Moraes ainda menciona o crime de peculato de uso, mas esse comportamento não é crime no Brasil salvo quando praticado por prefeitos. Como não há prefeitos envolvidos no caso, essa imputação é absolutamente incabível. É difícil de entender por que foi feito um enquadramento que não tem qualquer relação com o caso. Isso reforça a leitura de que não haverá justiça para os suspeitos, mas a mão pesada retaliatória do STF.

Conclusão  

Feita essa análise jurídica, resta questionar: de que vale uma análise “jurídica”? Tudo aponta para um julgamento político e vingativo, como aconteceu com Daniel Silveira, com os réus do 8 de janeiro e aparentemente acontecerá com Bolsonaro.  

Basta ver que o ministro Alexandre de Moraes, relator do caso, apareceu na imprensa na semana passada tecendo comentários de teor político sobre as explosões em Brasília causadas por Tiu França, conectando o caso ao 8 de janeiro e aos inquéritos que investigam Bolsonaro, mesmo sem provas dessa relação. Ele fez ainda proselitismo político em defesa da regulamentação das redes sociais e contra a anistia dos réus do 8 de janeiro. O ministro atua mais como político do que como juiz. Além disso, atuar num julgamento quando está impedido ou suspeito por ser vítima do crime caracteriza crime de responsabilidade, mas o Direito pouco importa. A vontade suprema está acima da lei. 
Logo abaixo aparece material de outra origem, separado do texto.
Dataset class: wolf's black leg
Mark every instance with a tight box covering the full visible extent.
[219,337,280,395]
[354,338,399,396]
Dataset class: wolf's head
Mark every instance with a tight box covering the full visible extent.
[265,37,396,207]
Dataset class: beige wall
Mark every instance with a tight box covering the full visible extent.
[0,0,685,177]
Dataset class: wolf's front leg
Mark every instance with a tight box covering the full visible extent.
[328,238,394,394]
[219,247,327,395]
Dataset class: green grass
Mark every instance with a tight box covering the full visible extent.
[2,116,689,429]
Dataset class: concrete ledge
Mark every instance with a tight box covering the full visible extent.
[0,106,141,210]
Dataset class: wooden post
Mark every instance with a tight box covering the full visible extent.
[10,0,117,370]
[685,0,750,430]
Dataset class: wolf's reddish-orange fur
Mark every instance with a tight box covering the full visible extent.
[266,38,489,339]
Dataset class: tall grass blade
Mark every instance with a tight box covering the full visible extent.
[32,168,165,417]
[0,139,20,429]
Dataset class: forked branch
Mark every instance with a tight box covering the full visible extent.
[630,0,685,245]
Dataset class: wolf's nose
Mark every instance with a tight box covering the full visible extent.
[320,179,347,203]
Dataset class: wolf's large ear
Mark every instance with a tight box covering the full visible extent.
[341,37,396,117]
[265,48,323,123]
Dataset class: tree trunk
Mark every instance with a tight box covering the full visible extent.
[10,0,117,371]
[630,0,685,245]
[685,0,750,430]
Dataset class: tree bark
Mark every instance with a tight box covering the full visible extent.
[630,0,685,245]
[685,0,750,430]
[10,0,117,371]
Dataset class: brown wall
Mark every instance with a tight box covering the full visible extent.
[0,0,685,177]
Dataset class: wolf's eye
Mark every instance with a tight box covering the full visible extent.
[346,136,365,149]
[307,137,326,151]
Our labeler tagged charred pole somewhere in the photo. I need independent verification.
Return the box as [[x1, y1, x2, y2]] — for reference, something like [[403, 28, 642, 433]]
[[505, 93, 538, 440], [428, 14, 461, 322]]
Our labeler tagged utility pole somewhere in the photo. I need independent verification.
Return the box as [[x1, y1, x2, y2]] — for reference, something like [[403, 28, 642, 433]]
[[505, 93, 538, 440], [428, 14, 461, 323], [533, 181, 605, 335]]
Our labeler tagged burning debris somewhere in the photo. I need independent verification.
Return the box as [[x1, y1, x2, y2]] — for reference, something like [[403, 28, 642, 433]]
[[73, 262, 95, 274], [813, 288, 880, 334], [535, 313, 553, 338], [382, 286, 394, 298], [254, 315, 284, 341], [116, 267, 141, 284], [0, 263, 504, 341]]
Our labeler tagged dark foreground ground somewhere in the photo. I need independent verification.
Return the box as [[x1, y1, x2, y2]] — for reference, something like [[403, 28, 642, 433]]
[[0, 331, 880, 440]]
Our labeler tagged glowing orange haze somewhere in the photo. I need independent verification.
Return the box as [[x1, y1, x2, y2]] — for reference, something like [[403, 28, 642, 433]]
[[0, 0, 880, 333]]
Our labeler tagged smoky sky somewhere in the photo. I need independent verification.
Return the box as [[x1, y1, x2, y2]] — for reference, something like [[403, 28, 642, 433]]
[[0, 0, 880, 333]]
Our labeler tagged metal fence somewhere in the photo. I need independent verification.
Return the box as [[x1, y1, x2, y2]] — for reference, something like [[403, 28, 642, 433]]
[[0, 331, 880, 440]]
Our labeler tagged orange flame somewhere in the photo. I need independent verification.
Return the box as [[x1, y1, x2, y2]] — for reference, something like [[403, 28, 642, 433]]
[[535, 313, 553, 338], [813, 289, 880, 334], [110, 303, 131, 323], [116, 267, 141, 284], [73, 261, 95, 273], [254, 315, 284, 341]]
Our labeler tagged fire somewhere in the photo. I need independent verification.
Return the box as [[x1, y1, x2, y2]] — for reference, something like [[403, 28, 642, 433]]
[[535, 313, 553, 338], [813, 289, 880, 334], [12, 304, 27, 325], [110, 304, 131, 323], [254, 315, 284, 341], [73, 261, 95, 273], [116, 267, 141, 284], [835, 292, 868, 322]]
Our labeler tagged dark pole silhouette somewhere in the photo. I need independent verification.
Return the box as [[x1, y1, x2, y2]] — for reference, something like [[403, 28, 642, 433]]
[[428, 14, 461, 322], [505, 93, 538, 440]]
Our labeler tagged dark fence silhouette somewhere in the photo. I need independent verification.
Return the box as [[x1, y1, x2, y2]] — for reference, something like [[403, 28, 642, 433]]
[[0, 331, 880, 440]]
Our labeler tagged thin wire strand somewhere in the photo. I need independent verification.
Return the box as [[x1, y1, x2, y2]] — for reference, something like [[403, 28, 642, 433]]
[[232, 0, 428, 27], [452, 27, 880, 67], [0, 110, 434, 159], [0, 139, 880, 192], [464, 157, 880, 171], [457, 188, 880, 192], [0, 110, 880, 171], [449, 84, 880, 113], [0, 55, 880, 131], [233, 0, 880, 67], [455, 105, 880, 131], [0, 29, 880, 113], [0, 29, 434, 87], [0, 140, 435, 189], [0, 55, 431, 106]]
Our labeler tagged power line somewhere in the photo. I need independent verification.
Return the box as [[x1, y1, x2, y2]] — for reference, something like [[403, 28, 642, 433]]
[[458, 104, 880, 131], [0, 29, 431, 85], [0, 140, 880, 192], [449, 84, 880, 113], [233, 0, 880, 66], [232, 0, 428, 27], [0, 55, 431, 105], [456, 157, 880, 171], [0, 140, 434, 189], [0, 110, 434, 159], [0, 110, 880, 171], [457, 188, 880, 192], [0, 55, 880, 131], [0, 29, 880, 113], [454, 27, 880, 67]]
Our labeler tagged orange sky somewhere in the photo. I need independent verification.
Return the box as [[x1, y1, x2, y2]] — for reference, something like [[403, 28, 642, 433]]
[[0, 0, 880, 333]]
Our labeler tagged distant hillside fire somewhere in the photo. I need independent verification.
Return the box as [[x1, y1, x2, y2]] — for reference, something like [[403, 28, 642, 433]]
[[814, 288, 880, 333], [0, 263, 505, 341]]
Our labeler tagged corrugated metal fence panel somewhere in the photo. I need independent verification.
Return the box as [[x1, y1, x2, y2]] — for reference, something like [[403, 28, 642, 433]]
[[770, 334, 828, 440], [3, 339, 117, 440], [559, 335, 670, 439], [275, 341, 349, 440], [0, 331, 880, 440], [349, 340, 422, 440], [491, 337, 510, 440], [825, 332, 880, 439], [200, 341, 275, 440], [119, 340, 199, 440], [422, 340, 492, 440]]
O ministro Gilmar Mendes, colega de Moraes no STF, também antecipou seu julgamento em entrevista à GloboNews, afirmando que não se tratava de um plano de mera cogitação, mas de “execução”. Antecipar julgamentos é outra conduta proibida para juízes, mas, como disse, isso pouco importa quando o STF se coloca reiteradamente acima da lei. Para a corte, a lei é para os outros. Esse tipo de conduta reforça a percepção de que o STF já possui a condenação de Bolsonaro e dos demais réus pronta, faltando apenas a formalização. Um julgamento conduzido nessas condições reflete mais uma ditadura do que uma democracia. No final, é o STF quem está destruindo a democracia, tudo sob o pretexto de protegê-la de ameaças que não se concretizaram.